Doris Day, America’s pert, honey-voiced sweetheart of the 1950s and 1960s, beguiled audiences with her on-screen romances opposite top Hollywood leading men Cary Grant, Rock Hudson and Jack Lemmon.
She adored and misses them all, says the 88-year-old Day. But her deepest yearning is reserved for her late son Terry Melcher, a record producer whose touch and voice are part of “My Heart,” Day’s first album in nearly two decades.
“I loved doing it and having Terry with me. That was important, just for me,” she said in an interview from Carmel.
The album’s release last week coincides with new recognition for the actress and singer.

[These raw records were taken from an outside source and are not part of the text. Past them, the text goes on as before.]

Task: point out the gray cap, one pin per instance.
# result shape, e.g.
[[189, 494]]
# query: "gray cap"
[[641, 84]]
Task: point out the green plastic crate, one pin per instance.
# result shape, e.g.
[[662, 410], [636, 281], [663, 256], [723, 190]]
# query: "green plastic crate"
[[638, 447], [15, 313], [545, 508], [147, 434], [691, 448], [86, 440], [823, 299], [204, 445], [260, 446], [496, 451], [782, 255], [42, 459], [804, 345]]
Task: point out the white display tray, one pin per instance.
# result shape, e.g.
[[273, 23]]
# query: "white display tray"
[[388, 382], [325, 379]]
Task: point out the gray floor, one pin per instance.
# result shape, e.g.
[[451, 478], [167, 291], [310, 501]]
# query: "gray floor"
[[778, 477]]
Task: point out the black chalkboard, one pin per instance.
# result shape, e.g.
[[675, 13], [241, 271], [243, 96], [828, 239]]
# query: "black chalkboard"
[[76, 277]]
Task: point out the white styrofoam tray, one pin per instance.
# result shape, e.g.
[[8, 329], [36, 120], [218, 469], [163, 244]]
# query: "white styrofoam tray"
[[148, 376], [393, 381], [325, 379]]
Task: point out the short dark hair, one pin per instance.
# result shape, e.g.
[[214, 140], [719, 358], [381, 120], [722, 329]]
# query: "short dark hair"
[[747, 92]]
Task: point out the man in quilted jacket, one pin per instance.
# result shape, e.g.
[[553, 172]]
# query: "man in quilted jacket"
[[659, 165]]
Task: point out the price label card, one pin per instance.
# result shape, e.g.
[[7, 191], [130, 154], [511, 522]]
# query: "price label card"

It was announced last week that her recording of “Que Sera, Sera” (“Whatever Will Be, Will Be”), featured in Alfred Hitchcock’s 1956 thriller “The Man Who Knew Too Much,” starring Day and Jimmy Stewart, will be included in the Grammy Hall of Fame.
In January, Day is to be honored with the Los Angeles Film Critics Association’s career achievement award.
And that career was storied. She once ruled the box office in a string of fluffy comedies, including “Pillow Talk” with Hudson (which earned her a best-actress nomination) and “That Touch of Mink” opposite Grant, movies that showcased her verve and fresh-faced sexiness. Her sweet vocals helped make hits of pop tunes including “Sentimental Journey” and Oscar winners “Que Sera, Sera” and “Secret Love.”
On-screen, Day often played the determined single career girl who could be swept off her feet (but never into premarital sex) by such irresistible suitors as Grant or three-time co-star Hudson. She was also the loving wife and mother in such movies as “Please Don’t Eat the Daisies” (1960), with David Niven.
Day came off as a straight shooter who didn’t let her beauty go to her head; she was no “Mad Men” toy. She could hold her ground without fraying the hem of her tone-perfect cinematic femininity, or her co-star’s masculinity.
She ventured into exceptions to her signature romantic comedies, most notably the Hitchcock thriller and “Love Me or Leave Me” from 1955, in which Day played jazz singer Ruth Etting in the story of Etting’s career and tempestuous marriage.
Studio system
Day said she had no quarrel with the studio system under which she worked, one in which her films were largely dictated.
“I was just put there, put there, put there. And I’ve never gotten over that. How could life be so good for me and I was never looking? I was never looking for it,” she said.
As for her personal life, she said, “There are always things that you go through that aren’t perfect.” For Day, that included three divorces and widowhood.
Her decision to leave Los Angeles and the industry behind was an impromptu one, Day said. She had regularly visited Carmel-By-The-Sea, decided it suited her and made the move up the California coast and away.
She devoted herself to promoting the well-being of animals with the Doris Day Animal Foundation, which she created in 1978 and which is the new album’s beneficiary. Her own pets, including some half-dozen cats, have it good: She built a glass-ceiling extension off her house so the felines can enjoy the view without the risks of going outside.